The economic change was accompanied by a series of cultural changes driven by legal change. In 1981, the Suárez government introduced and managed to pass a divorce law, and in 1985 the Felipe González government passed the first abortion law. Since the 1979 municipal elections, which produced a majority of PSOE-PCE town halls, “family planning” centers have been providing basic sex education and facilitating access to contraceptives for a new generation. The values linked to sex have changed, they have been “modernized” and in general personal, family and work relations have become – not without friction – more egalitarian according to the sex of each person. A tendency that goes hand in hand with the collapse of the Catholic Church as a reference and model creator in Spanish society. Spain has gone from almost 70% of practicing Catholics to 12%. The change in sexual morals and customs is still going on.

When the Zapatero government approved same-sex marriage in 2004, 56% of the population would already be supportive and only a little more than 20% would be against it. Of course, machismo continued, continues and will continue as long as social relations as a whole are based on violence and exclusion, but that unbearable and crude Spanish machismo that had been hegemonic until the end of the 80s had already become the most stubborn right-wing subculture, a reproachable twitch in politicians, arguing why the “trash television” that had taken off since the arrival of Berlusconi and his “Tele5” was unbearable.

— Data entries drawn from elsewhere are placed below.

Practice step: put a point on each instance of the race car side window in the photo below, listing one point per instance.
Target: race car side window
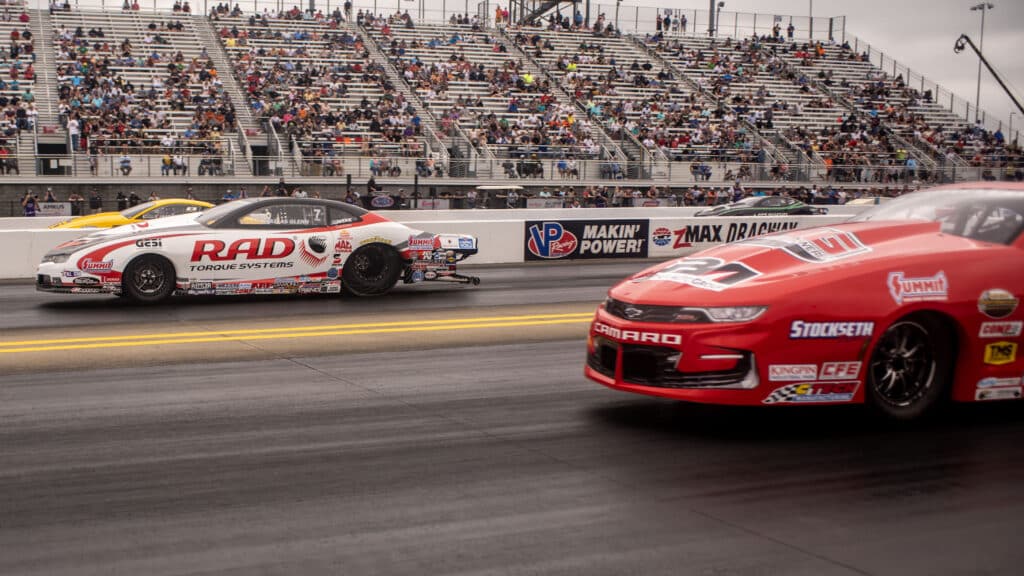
(288, 215)
(168, 210)
(338, 216)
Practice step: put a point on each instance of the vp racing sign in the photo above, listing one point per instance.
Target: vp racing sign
(548, 240)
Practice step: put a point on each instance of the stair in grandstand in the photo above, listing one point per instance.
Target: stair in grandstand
(243, 112)
(438, 144)
(536, 9)
(764, 140)
(611, 149)
(45, 77)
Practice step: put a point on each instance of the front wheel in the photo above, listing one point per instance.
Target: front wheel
(910, 368)
(371, 271)
(148, 280)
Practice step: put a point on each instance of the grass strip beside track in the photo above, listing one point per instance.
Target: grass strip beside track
(292, 332)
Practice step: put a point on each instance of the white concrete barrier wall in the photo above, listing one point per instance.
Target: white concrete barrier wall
(501, 241)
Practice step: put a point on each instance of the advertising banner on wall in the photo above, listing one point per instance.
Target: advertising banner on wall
(549, 240)
(53, 209)
(674, 237)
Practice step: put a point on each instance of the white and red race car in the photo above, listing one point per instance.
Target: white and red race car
(255, 246)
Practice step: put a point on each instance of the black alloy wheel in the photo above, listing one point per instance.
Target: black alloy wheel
(372, 270)
(148, 280)
(910, 368)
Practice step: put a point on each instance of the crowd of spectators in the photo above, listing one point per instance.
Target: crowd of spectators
(17, 76)
(317, 86)
(529, 123)
(108, 108)
(639, 98)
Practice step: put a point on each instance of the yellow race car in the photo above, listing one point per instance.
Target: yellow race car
(144, 211)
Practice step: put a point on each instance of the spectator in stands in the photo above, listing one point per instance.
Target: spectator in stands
(30, 203)
(77, 202)
(95, 201)
(124, 164)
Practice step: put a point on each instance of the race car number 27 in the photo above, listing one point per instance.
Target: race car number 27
(710, 274)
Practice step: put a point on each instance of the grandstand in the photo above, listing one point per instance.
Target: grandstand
(129, 95)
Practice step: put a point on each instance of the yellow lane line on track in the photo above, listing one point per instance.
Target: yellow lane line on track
(292, 332)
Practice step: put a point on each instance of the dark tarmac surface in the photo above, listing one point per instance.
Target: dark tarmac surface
(497, 459)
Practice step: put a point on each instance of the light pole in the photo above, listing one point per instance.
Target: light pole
(984, 7)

Cultural change, surprisingly fast in historical terms, also generated its resistances and victims. However, it is significant that the first government to recognize this, mobilizing the sympathetic media to establish the problem and passing the first law on violence against women was Aznar’s in 2001, the year the euro was introduced. That is to say, the bulk of cultural change, the generation that imposed at home the need for male brothers to do the dishes and not just the daughters, those who normalized for women the same sexual practices and emotional relationships as men, those who experienced the passage of gender violence from an intimate shame to a social scourge, is that of women who are now over 45 years old. Or, in other words, the generation before feminism was consecrated as a state ideology.

The end of machismo as a defining and characteristic element of Spanish culture was driven by the tertiary sector application of capital from the 1960s onwards. It was accompanied from the beginning by the state, which provided higher education to more and more women and transformed the legal apparatus that consecrated anti-discrimination laws from 1978.

The absence of a feminist movement with the capacity to mobilize throughout this whole process is significant. Only from 2015, a decade after the consummation of the socio-economic transformation, will feminism appear as a form of massive political framing. It will do so either directly from the state or with the strong support of the state. Of course it will rewrite the social history of the 60s, 70s and 80s as if the material transformations had been pushed by a non-existent feminist mobilization. The new feminism, state ideology, was in fact the product, and not the cause or the motor, of a cultural change that had already taken place and that the state was now claiming as a defining element of the country’s social culture.